Causes and risk factors

It is not possible to accurately determine the causes of the disease at this time, however, there are clear patterns that increase the likelihood of developing the disease, such as:

• Human herpesvirus type 8 - There is now some evidence that this viral disease is the main cause of sarcoma.
• Impaired immune status due to damage to the body by HIV infection.
• Some malignant tumors increase the likelihood of Kaposi's sarcoma (myeloma, Hodgkin's and others).
• Decreased immune status during the treatment of a number of diseases with drugs that have an immunosuppressive effect. These are autoimmune diseases, chemoradiotherapy for tumors.

There is an increased risk of developing the disease in men hailing from areas of central Africa and Mediterranean countries.

Prognosis of Kaposi's sarcoma

The prognosis of the disease with Kaposi's sarcoma depends on the nature of its course and is closely related to the state of the patient's immune system.

With higher levels of immunity, the manifestations of the disease can be reversible; systemic treatment gives a good effect and allows one to achieve remission in 50-70% of patients. Thus, in patients with Kaposi's sarcoma with a CD4 lymphocyte count of more than 400 μl-1, the frequency of remissions against the background of immune therapy exceeds 45%, and with a CD4 count of less than 200 μl-1, only 7% of patients can achieve remission.

Prevention

The main measure to prevent the disease is timely and correct treatment of immunodeficiency conditions. Thus, the use of antiretroviral drugs in HIV-infected patients allows for a long time to maintain the normal function of the immune system, thereby preventing the appearance of Kaposi's sarcoma.

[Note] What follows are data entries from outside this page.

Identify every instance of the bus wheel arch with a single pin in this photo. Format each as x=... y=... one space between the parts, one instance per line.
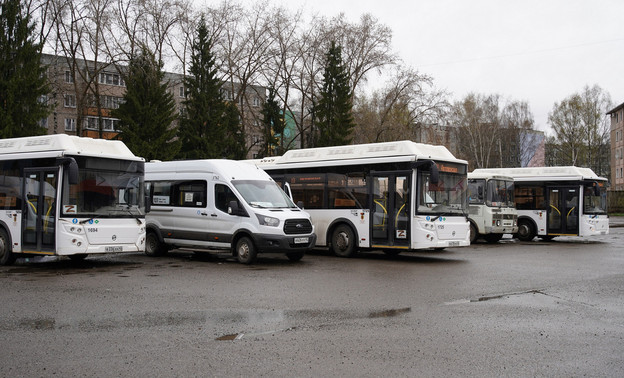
x=342 y=238
x=154 y=245
x=527 y=229
x=7 y=257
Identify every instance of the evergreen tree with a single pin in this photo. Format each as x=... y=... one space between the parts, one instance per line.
x=210 y=127
x=272 y=125
x=333 y=113
x=148 y=111
x=22 y=77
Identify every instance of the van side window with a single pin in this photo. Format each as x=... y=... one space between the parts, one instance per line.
x=180 y=193
x=223 y=196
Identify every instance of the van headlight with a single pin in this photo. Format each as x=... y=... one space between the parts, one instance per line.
x=267 y=221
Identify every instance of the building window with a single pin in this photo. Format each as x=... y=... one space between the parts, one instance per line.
x=69 y=78
x=70 y=101
x=70 y=124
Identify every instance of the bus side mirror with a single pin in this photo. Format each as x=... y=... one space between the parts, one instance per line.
x=434 y=173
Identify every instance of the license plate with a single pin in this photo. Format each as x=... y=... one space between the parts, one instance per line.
x=301 y=240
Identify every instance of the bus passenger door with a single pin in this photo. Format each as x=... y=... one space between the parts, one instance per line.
x=39 y=210
x=390 y=207
x=563 y=211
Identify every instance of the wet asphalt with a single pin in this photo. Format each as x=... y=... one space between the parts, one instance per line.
x=506 y=309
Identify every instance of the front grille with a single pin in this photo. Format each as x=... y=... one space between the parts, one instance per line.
x=297 y=226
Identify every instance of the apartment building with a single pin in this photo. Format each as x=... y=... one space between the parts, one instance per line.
x=85 y=92
x=617 y=147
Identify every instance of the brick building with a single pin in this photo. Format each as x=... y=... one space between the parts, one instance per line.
x=85 y=92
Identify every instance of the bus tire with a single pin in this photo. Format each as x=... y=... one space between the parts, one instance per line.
x=493 y=238
x=153 y=246
x=343 y=241
x=526 y=230
x=6 y=255
x=295 y=256
x=245 y=251
x=474 y=233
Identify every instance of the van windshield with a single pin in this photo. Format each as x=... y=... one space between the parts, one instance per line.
x=263 y=194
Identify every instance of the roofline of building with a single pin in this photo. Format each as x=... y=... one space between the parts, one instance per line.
x=616 y=108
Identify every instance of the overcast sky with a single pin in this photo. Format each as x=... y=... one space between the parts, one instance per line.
x=540 y=51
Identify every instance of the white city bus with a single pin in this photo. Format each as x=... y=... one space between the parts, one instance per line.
x=558 y=201
x=491 y=208
x=395 y=196
x=69 y=196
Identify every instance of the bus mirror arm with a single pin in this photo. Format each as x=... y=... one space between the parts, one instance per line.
x=72 y=169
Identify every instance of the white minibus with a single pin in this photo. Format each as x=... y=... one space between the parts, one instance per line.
x=558 y=201
x=394 y=196
x=491 y=207
x=222 y=204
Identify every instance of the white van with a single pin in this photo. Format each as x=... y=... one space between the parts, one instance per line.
x=222 y=204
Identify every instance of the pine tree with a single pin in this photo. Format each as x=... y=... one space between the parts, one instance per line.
x=333 y=113
x=210 y=127
x=273 y=125
x=148 y=111
x=22 y=77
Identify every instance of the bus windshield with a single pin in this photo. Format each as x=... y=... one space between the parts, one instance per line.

After treatment of Kaposi's sarcoma, a thorough examination of the skin and mucous membranes is necessary at least once every 3 months, assessment of the condition of the lungs and gastrointestinal tract - at least once every six months or a year. These measures will help to detect relapse of the disease in time.

General information

Kaposi's sarcoma is a hemorrhagic multiple sarcomatosis , which is caused by multiple malignant neoplasms in the dermis of the skin and soft tissues. The pathology is named after the Hungarian dermatologist Moritz Kaposi, who first described this type of angiosarcoma .
Angiosarcomas are essentially tumors originating from the vascular perithelium and endothelial cells. They are considered extremely malignant and often metastasizing neoplasms. Multiple formations are usually localized on the skin (in 92% of cases), mucous membranes, as well as the larynx, lungs, digestive tract (in 45% of patients) and lymph nodes.

Most often occurs in people 40-50 years old, the ratio of men to women is 3:1. Despite the fact that Kaposi's sarcoma is a rather rare disease, in HIV it is the leader in the frequency of malignant neoplasms and reaches a frequency of 40-60%.